Canada has a really outspoken and militant tradition that artists should be paid and that cultural workers should be paid. Being in Berlin and in cities where there is such a saturation of artists, where we’re undercutting each other just to get opportunities—I felt scared by that….
It’s not my job to protect the institution; it’s not my job to do something that curries favour with someone in a position of power. I want to do something that I think is necessary.
What’s going to be the challenge for all of us is diversifying revenue, and finding more platforms on the revenue side. There’s extraordinary pressure on museums and museum directors to do different kinds of things, to try different kinds of things, and it will be a challenge for all of us to stay focused on the mission: to keep the commitment to great art, and the idea that we are an institution of learning at our core. The question is, what kind of learning? Pushing that in relation to the challenges to balance the books and find new revenue sources is enormous.
In today’s neoliberal environment, we frequently hear, “Are unions still relevant?” The question is based on a false premise. The real question, of course, is not whether unions are relevant, but why their power to bargain effectively is diminishing, why the proportion of the population that belongs to a union is decreasing and what the consequences are for the workers they represent, and the workers they might have represented in the past. Why are we asking whether ARCs are still relevant? Is it because all the problems they were established to address have been solved? Is it because they have become redundant or ineffective? Or is it because there is pressure to redirect the resources currently used to support ARCs to other purposes or institutions?
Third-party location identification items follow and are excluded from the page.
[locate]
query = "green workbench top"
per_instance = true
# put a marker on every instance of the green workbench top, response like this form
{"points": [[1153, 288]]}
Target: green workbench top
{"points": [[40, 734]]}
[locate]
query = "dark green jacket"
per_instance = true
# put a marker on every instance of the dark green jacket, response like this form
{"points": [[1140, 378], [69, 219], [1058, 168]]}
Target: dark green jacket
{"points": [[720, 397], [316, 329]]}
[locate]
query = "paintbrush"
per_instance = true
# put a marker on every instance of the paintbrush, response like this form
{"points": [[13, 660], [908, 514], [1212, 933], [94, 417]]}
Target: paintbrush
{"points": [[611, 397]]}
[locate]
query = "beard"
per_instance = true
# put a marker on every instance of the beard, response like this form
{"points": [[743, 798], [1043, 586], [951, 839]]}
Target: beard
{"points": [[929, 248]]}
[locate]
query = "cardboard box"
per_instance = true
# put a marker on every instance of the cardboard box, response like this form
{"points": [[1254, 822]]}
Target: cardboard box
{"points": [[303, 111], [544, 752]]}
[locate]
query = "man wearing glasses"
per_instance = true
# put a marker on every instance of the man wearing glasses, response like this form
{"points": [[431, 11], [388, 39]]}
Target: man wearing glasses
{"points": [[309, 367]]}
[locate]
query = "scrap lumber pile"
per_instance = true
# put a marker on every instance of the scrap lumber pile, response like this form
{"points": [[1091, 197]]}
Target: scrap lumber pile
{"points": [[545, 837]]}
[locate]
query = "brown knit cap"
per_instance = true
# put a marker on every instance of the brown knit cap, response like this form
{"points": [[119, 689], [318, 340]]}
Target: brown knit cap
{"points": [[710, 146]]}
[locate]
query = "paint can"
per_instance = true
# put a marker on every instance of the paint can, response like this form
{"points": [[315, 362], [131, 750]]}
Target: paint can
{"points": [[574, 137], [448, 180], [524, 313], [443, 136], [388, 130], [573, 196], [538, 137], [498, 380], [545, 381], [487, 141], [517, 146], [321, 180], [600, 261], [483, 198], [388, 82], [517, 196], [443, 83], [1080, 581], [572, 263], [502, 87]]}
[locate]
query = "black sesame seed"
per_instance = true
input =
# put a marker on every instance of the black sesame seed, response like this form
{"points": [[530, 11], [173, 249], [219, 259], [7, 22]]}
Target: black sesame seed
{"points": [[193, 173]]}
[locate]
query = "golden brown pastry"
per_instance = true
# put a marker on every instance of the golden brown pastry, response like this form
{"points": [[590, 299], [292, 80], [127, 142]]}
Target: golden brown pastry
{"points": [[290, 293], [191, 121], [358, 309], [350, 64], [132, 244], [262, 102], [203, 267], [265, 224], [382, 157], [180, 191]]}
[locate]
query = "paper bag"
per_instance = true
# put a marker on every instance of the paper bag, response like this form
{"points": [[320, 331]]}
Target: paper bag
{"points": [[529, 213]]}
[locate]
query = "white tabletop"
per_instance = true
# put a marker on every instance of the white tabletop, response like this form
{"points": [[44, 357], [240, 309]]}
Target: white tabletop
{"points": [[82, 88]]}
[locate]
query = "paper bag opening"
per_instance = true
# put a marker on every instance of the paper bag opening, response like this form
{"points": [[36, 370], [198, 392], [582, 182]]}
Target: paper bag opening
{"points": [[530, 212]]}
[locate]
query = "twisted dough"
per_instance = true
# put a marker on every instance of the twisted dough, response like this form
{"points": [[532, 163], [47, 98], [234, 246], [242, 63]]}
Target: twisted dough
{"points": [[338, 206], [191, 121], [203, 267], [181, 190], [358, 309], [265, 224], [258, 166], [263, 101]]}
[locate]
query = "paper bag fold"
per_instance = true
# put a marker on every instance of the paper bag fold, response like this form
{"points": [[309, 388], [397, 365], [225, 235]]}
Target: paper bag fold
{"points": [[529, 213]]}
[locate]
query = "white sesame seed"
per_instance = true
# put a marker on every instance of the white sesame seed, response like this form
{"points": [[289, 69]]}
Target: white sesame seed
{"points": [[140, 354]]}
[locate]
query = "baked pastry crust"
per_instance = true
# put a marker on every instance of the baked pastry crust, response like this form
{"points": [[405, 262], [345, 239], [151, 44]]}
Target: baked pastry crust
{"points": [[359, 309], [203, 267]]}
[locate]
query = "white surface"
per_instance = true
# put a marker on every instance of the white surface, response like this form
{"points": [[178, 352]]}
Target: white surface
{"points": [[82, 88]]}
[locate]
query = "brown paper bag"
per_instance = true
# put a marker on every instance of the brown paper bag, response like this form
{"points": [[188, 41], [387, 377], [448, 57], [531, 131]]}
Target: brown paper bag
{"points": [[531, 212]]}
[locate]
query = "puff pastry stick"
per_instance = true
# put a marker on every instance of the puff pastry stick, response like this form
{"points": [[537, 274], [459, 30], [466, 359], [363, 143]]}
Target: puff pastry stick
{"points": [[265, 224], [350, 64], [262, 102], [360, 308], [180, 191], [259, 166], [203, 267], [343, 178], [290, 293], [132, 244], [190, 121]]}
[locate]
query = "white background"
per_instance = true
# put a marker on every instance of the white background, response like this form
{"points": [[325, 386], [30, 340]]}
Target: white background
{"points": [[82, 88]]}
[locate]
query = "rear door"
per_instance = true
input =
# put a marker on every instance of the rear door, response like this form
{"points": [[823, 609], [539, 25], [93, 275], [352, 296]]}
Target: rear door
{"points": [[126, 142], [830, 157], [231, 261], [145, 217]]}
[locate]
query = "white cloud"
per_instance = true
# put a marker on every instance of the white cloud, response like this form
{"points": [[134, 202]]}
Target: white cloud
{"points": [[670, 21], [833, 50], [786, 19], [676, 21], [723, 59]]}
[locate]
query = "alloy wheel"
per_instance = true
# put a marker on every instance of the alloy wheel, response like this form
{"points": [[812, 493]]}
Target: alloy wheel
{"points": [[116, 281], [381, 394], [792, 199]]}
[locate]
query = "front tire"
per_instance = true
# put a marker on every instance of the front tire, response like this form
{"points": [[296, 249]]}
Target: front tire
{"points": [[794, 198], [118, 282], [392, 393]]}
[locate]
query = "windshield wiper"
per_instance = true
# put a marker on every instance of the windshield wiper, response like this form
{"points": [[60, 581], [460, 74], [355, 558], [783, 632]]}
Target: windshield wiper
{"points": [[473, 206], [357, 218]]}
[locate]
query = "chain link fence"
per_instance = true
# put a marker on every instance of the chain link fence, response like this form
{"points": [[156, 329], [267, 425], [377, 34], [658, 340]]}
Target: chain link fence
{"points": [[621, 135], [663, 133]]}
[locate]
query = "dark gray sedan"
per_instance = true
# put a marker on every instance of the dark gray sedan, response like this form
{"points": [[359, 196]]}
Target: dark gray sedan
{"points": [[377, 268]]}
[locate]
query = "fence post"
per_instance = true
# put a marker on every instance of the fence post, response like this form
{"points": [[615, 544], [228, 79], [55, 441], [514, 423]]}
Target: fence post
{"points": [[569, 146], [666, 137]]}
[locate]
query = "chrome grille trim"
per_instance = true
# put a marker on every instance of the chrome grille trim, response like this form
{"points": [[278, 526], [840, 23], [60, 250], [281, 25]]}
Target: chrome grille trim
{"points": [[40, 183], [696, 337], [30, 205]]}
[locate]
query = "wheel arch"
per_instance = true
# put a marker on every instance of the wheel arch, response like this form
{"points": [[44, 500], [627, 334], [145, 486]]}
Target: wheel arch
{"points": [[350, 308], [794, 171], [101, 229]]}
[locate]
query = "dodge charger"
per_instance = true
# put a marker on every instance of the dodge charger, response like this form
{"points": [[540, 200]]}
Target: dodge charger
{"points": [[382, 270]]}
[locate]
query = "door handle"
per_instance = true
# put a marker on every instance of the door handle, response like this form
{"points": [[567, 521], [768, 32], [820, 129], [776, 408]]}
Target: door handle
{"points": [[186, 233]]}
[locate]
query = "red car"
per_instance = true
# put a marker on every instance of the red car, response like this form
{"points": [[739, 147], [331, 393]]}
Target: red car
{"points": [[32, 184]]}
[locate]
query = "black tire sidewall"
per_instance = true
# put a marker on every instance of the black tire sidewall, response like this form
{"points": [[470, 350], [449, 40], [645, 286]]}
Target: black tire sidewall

It’s as if every seven years I feel I need to synthesize what I’ve been doing to move on to the next thing.
Unfortunately, Toronto is not a top-tier art city in the global market. A lot of my clients are not based in Toronto, so they only see online and through photos. I also work with a lot of emerging artists who I’ll show, and then three years later they’re blowing up. Collectors research them and come across me. I want to make sure whatever I’m doing in the space is being presented as well as possible. The website acts as the gallery’s business card.
[In] the actual war zone [in Eastern Ukraine], unfortunately the conditions there are far from art life. People are surviving. The building of the only Centre for Contemporary Art that existed in Donetsk was overrun by the armed thugs and forced to move to Kyiv. The humanitarian situation there is grim. The last time I heard about art being made there was in the summer, when an anonymous graffiti artist made tough street art poking fun at the “republics,” and the criminal or Russian-security service background of much of their “leadership.” No one has heard of him since.
Tribe not having a space has shifted the way artist-run centres have been defined. Tribe and AKA were among the first artist-run centres to collaborate/partner in Canada…. I remember we were also being looked at as a model—for instance, the South Asian Visual Arts Collective in Toronto was based on our model as an artist-run centre working without a centre.
I wanted to make sure that whatever I did was good enough to honour your drawing, because you did a beautiful drawing and I didn’t want to wreck it, and it’s hard because you can’t always control your art. Some things come out good and some others come out not so good. So you try your best.